The peak of my fandom happened after the presentation when I had a chance to talk to Steve Case about his career. He had some great things to share, but what meant the most was just the fact that I got to talk to him at all. Here I was, a 21 year old college senior, asking the co-founder of AOL what went through his head when he was my age. Suddenly, it seems possible that one day, I too could do something of his caliber. Meeting him in the flesh brought this idea from a distant dream to a concrete reality in front of me.

Takeaways

  1. Focus on fixing problems. As Jim explained, a lot of his businesses were founded from being annoyed. Square, for instance, came from his annoyance at not being able to sell a piece of art to a woman with a credit card. Steve reinforced this point, saying: “entrepreneurs fundamentally see the world and see how it could be better. It requires paying attention and understanding what is happening, and thinking outside the box.”
  2. Persevere. Steve told us a story about AOL that made me realize how much of an uphill battle it was. In 1985, 3% of Americans were online, and most of them only for an hour per week. Access was expensive. Most people didn’t have modems. Even if you did get online, there was hardly anyone else to talk to. Slowly, AOL worked to remedy these issues. It took AOL a decade before getting traction. Square, on a similar note, had to practice patience. The Square software took about 3 weeks to build; yet it took 18 months to get the financial regulation to launch the company. Overnight successes are months and years in the making.
  3. Be humble. You won’t always be the smartest person in the room. Your ability to work with others that are smarter than you will be the difference between a good company and an incredible company.
  4. Delegate to and empower your team. Entrepreneurship is a team sport. As Steve mentioned, an ideal leader will wake up many days and find that he has no work to do, because he has empowered, inspired, and set the agenda for his team. You can’t do everything on your own. You need to trust those you work with. Partnerships and communities are what build startups. As one of Steve’s favorite proverbs mentions, “If you want to go quickly, go alone—but if you want to go far, go together.”

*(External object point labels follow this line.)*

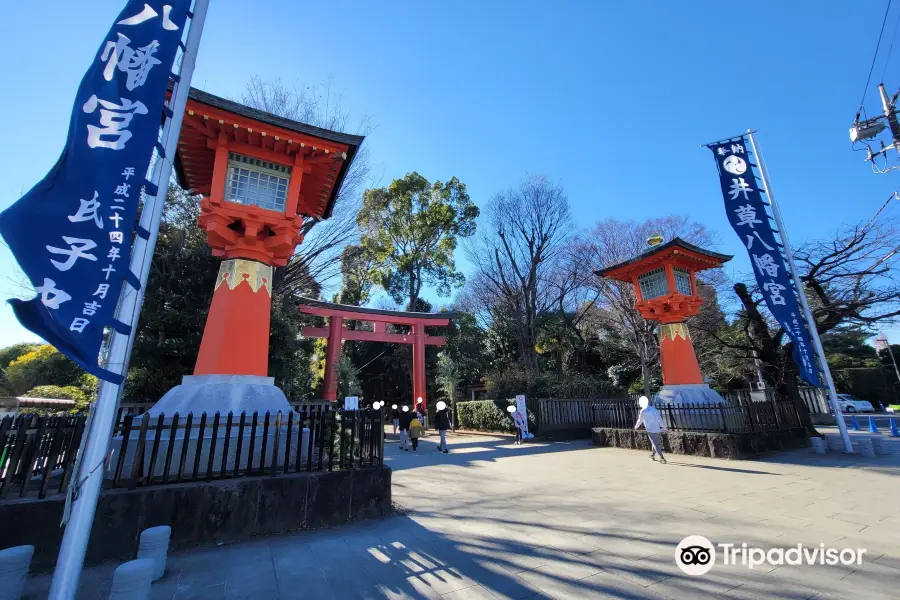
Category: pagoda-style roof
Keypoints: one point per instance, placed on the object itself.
(326, 155)
(677, 251)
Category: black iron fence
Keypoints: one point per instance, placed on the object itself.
(160, 450)
(744, 417)
(37, 454)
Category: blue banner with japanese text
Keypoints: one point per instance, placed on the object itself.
(72, 232)
(748, 217)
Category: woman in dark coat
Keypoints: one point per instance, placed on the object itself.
(395, 417)
(442, 423)
(406, 417)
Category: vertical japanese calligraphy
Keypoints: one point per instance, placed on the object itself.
(748, 217)
(72, 232)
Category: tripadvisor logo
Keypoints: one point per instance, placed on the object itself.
(696, 555)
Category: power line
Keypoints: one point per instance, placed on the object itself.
(883, 206)
(890, 48)
(872, 67)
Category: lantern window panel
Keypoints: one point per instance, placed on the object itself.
(683, 281)
(256, 182)
(653, 284)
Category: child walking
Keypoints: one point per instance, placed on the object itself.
(395, 418)
(519, 421)
(415, 431)
(652, 421)
(406, 418)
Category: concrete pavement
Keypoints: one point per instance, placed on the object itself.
(566, 520)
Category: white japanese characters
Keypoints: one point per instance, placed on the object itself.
(738, 187)
(88, 211)
(115, 108)
(115, 118)
(50, 296)
(746, 215)
(746, 212)
(135, 63)
(78, 248)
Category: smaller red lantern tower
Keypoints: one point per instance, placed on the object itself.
(666, 291)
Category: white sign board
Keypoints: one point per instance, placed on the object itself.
(523, 410)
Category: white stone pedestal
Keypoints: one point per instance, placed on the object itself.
(683, 397)
(222, 393)
(698, 393)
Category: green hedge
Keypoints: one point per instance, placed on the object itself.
(490, 415)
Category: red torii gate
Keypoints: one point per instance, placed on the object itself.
(335, 333)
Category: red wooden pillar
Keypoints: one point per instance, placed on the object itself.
(333, 357)
(418, 333)
(236, 336)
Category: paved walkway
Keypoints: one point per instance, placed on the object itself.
(566, 520)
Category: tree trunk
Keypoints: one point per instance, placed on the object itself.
(788, 388)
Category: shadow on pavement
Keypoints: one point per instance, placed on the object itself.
(730, 470)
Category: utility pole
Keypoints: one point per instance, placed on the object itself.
(882, 341)
(868, 129)
(889, 112)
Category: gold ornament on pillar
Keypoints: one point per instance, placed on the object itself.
(236, 271)
(673, 331)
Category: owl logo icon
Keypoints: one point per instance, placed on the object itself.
(735, 165)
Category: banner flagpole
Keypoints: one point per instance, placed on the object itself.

What Entrepreneurship is Really About

One thing that I can’t get out of my head is how strongly both Jim and Steve emphasized that entrepreneurship is vital to our economic growth and a better society. Steve mentioned “there will never be stability and peace if there aren’t jobs, especially for young people.” This could be the reason behind crime and civil unrest; people just want to pursue the American dream, working hard and building a life for themselves. Entrepreneurs that create jobs make that dream possible. The Rise of the Rest focuses on this, with a bias towards backing companies that create jobs.

What nobody mentioned today, but is even more important in my eyes, is the role entrepreneurship will play as automation continues to improve. As robotics technologies continue to become cheaper and more sophisticated, machines will replace more and more jobs. Entrepreneurs need to step up and find ways to create new jobs, bringing more value to society and empowering people who, at the end of the day, want to put in an honest day’s work. If entrepreneurs completely stopped creating companies and jobs for the next 20 years, I’d imagine we’d tear our world apart with anger and unrest. It’s that important.

So, if you take away one thing from this, it is to be curious. Look at the world a little differently. Imagine how things could be, and make that a reality.